IPCC Fourth Assessment Report: Climate Change 2007
Climate Change 2007: Working Group III: Mitigation of Climate Change Types of scenarios

The scenario literature can be split into two largely non-overlapping streams – quantitative modelling and qualitative narratives (Morita et al., 2001). This dualism mirrors the twin challenges of providing systematic and replicable quantitative representation, on the one hand, and contrasting social visions and non-quantifiable descriptors, on the other (Raskin et al., 2005). It is particularly noteworthy that recent developments in scenario analysis are beginning to bridge this difficult gap (Nakicenovic et al., 2000; Morita et al., 2001; and Carpenter et al., 2005). Narrative storylines and modelling

The literature based on narrative storylines that describe futures is rich going back to the first global studies of the 1970s (e.g. Kahn et al., 1976; Kahn and Weiner, 1967) and is also well represented in more recent literature (e.g. Peterson and Peterson, 1994; Gallopin et al., 1997; Raskin et al., 1998; Glenn and Gordon, 1997). Well known are the Shell scenarios that are principally based on narrative stories with illustrative quantification of salient driving forces and scenario outcomes (Wack, 1985a, 1985b; Schwartz, 1991; Shell, 2005).
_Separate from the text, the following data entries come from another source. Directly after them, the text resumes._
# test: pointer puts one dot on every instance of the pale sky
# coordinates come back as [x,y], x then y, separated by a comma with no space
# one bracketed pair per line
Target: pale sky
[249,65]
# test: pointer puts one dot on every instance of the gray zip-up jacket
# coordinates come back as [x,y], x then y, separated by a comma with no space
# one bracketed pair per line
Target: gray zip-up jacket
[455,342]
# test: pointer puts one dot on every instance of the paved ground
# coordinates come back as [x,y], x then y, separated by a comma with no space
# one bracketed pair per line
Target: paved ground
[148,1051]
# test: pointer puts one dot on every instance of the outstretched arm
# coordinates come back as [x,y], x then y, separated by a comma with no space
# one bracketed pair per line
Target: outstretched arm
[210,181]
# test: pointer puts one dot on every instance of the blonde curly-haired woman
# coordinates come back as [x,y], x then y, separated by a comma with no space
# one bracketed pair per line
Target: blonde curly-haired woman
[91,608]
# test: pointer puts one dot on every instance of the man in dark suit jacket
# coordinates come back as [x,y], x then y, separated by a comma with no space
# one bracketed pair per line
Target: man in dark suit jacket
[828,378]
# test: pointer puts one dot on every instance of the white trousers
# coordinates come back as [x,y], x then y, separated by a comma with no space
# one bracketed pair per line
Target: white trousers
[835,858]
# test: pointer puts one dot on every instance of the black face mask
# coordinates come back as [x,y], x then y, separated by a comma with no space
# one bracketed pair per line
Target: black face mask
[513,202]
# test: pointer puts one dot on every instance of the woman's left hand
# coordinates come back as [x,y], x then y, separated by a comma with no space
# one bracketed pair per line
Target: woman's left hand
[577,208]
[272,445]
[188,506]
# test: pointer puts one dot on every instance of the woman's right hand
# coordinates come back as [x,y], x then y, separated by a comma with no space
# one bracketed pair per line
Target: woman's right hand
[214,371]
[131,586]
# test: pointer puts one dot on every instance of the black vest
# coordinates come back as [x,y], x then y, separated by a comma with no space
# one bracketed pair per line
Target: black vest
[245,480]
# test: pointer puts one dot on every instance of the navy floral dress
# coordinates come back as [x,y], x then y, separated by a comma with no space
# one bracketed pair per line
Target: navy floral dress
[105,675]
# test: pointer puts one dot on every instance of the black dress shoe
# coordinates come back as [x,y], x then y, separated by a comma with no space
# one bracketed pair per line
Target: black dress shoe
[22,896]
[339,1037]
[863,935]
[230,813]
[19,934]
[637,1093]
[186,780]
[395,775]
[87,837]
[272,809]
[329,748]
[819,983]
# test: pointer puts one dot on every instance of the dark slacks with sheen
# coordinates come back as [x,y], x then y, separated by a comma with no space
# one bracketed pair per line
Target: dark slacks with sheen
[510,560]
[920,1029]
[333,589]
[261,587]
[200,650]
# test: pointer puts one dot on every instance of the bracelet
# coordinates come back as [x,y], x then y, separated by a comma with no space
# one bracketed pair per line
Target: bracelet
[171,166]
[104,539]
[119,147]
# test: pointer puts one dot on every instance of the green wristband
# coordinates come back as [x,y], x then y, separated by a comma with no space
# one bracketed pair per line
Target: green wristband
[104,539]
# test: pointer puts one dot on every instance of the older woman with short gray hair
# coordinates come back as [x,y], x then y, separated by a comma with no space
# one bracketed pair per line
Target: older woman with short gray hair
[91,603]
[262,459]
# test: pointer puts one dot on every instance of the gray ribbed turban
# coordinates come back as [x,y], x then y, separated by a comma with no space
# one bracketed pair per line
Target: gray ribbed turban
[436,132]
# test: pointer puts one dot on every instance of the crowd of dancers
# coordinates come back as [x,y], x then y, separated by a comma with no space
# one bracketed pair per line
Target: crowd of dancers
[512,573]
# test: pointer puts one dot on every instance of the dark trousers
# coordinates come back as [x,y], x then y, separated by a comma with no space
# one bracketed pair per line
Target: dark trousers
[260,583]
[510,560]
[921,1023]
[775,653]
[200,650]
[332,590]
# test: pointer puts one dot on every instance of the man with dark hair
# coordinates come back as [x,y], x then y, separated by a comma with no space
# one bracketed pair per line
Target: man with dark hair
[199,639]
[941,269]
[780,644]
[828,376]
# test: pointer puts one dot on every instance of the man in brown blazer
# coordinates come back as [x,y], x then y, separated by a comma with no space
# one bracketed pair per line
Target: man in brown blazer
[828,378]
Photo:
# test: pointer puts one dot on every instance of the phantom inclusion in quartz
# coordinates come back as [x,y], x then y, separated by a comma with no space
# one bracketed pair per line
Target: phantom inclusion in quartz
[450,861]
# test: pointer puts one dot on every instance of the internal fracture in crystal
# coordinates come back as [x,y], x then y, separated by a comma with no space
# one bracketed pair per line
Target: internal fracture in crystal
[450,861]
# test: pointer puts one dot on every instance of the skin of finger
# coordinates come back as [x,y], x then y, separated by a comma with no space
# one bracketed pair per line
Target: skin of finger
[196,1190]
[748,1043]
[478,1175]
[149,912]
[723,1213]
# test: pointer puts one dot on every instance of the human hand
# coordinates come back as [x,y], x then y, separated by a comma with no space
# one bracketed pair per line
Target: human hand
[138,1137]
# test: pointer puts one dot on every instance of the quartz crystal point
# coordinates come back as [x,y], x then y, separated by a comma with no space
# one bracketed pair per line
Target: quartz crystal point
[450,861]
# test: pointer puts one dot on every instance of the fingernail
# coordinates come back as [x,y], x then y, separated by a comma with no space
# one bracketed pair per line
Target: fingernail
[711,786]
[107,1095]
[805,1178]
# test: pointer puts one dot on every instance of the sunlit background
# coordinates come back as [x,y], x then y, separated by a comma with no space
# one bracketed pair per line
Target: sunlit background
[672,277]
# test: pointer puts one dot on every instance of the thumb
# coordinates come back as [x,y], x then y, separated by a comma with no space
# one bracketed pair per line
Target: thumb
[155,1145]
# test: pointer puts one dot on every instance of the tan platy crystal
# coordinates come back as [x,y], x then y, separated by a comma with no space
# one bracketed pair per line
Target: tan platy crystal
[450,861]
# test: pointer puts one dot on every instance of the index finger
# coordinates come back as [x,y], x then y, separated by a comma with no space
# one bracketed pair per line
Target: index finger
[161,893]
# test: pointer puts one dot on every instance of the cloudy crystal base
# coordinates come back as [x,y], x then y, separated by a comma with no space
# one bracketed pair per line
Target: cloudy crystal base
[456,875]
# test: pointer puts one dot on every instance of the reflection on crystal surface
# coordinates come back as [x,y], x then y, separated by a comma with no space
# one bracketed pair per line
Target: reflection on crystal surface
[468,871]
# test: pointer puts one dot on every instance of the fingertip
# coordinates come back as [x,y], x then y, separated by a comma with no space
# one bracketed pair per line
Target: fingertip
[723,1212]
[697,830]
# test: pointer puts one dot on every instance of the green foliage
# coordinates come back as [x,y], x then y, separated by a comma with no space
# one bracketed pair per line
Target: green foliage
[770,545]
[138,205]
Catastrophic futures feature prominently in the narrative scenarios literature. They typically involve large-scale environmental or economic collapse, extrapolating current unfavourable conditions and trends in many regions.[1] Many of these scenarios suggest that catastrophic developments may draw the world into a state of chaos within one or two decades. Greenhouse-gas emissions might be low in such scenarios because of low or negative economic growth, but seem unlikely to receive much attention in any case, in the light of more immediate problems. This report does not analyze such futures, except where cases provide emissions pathways.

  1. ^  Prominent examples of such scenarios include the ‘Retrenchment’ (Kinsman, 1990), the ‘Dark Side of the Market World’ or ‘Change without Progress’ (Schwartz, 1991), the ‘Barbarization’ (Gallopin et al., 1997) and ‘A Passive Mean World’ (Glenn and Gordon, 1997).